Two Views on Hopwood
Texas Attorney General John Cornyn’s Opinion — 1999
Dear Sen. (Bill) Ratliff:
You ask whether public institutions of higher education in the state of Texas are precluded under the court’s decision in Hopwood v. Texas, from considering race or ethnicity in decisions regarding student financial assistance. This office considered a similar question and rendered an opinion in early 1997, concluding that Hopwood precluded state universities from considering race as a factor in any aspect of measuring or awarding higher education benefits, including admissions, financial aid, recruiting and retention.
We caution that the law concerning the consideration of race in higher education programs is in flux and is likely to remain so in the near future. As you know, the question of the state’s higher education institutions’ authority to consider race as a factor in their admissions programs currently is pending before the 5th U.S. Circuit Court of Appeals in Hopwood v. Texas. We hope the 5th Circuit will take the current round of Hopwood litigation en banc and give some additional guidance and clarification in this area of the law, but only the U.S. Supreme Court can resolve these sensitive issues with any degree of certainty. Absent clear guidance from the high court, we think it inadvisable to reach broad conclusions on what may or may not be permitted under Hopwood on matters other than admissions. Because this office’s prior opinion on the subject does just that, we withdraw it. We advise state universities in Texas to await a resolution of Hopwood in the 5th Circuit or the U.S. Supreme Court before restructuring or adopting new procedures for their financial aidprograms.
Texas Attorney General Dan Morales’ Opinion — 1997
Dear Chancellor (William) Hobby:
We have received your opinion request dated Jan. 15 in which you ask various questions concerning the specific effect of the 5th U.S. Circuit Court of Appeals decision in Hopwood v. Texas. …

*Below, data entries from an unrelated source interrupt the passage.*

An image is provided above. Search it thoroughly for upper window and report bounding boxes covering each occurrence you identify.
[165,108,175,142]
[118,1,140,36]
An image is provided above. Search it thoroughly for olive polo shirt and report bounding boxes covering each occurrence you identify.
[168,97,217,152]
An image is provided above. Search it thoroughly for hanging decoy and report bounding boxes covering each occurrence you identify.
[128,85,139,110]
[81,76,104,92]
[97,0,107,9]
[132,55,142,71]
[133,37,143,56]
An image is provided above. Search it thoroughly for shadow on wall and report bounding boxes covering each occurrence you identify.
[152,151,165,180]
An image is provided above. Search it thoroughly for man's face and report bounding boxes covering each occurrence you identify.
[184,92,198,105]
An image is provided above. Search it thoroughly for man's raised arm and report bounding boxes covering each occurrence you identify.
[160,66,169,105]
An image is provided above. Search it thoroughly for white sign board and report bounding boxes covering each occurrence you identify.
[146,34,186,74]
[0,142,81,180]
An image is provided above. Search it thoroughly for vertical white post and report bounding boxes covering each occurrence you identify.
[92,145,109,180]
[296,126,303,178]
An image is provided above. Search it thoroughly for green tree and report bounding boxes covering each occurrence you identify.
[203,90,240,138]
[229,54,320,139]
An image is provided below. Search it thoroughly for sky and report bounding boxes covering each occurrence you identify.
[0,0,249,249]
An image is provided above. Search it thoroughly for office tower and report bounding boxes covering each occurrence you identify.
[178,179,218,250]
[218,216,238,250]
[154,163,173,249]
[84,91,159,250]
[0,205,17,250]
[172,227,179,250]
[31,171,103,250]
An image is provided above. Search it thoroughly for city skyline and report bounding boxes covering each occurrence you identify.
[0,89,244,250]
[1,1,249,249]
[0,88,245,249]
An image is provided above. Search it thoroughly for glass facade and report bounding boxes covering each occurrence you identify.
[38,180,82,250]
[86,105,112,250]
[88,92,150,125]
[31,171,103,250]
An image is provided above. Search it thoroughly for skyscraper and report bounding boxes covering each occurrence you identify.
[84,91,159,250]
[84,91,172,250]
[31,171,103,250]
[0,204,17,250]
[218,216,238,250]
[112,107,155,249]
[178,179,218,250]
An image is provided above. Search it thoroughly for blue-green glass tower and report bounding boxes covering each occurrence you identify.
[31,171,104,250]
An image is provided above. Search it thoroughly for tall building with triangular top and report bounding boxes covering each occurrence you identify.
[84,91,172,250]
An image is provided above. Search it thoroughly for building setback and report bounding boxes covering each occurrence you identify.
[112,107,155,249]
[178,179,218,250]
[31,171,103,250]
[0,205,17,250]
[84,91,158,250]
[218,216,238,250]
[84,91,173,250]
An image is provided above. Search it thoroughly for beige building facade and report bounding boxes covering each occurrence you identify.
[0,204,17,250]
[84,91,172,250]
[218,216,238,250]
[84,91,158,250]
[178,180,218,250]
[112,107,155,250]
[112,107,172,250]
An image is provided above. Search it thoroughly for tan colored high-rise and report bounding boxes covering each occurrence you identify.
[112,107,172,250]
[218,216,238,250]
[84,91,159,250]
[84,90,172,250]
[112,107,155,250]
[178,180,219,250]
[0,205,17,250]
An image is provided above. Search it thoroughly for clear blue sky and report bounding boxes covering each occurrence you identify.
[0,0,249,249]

You … ask whether privately donated, race-restricted scholarships are impacted by Hopwood. … We can say generally that the more involved the university is in administering the program, such as choosing the scholarship recipients or managing the scholarship fund … the higher the probability that a court would imbue the scholarship program with the color of state action. …
If state action exists, then in order to pass constitutional muster, the program must be justified by findings establishing that: 1. Either your institution has discriminated in the not-too-distant past against the racial groups benefited by the preference or that your institution has been a passive participant in acts of private discrimination by specific private actors against the benefited racial groups. 2. There exist present effects of the past discrimination that are not due to societal discrimination. 3. The scholarship program is narrowly tailored to remedy those specifically identified present effects. Narrow tailoring requires that the program be aimed only at the racial groups that were the targets of the past discrimination and that the program last only for as long as necessary to eradicate the present effects of the past discrimination.
You also ask about an institutionally designed, race-restricted internship program. The federal government bears the responsibility of justifying such a racial preference.
Finally, Hopwood does not affect your institution’s ability to collect and report information from institutions regarding minority participation in higher education in Texas. The act of collecting data does not confer a benefit or a burden on any one race.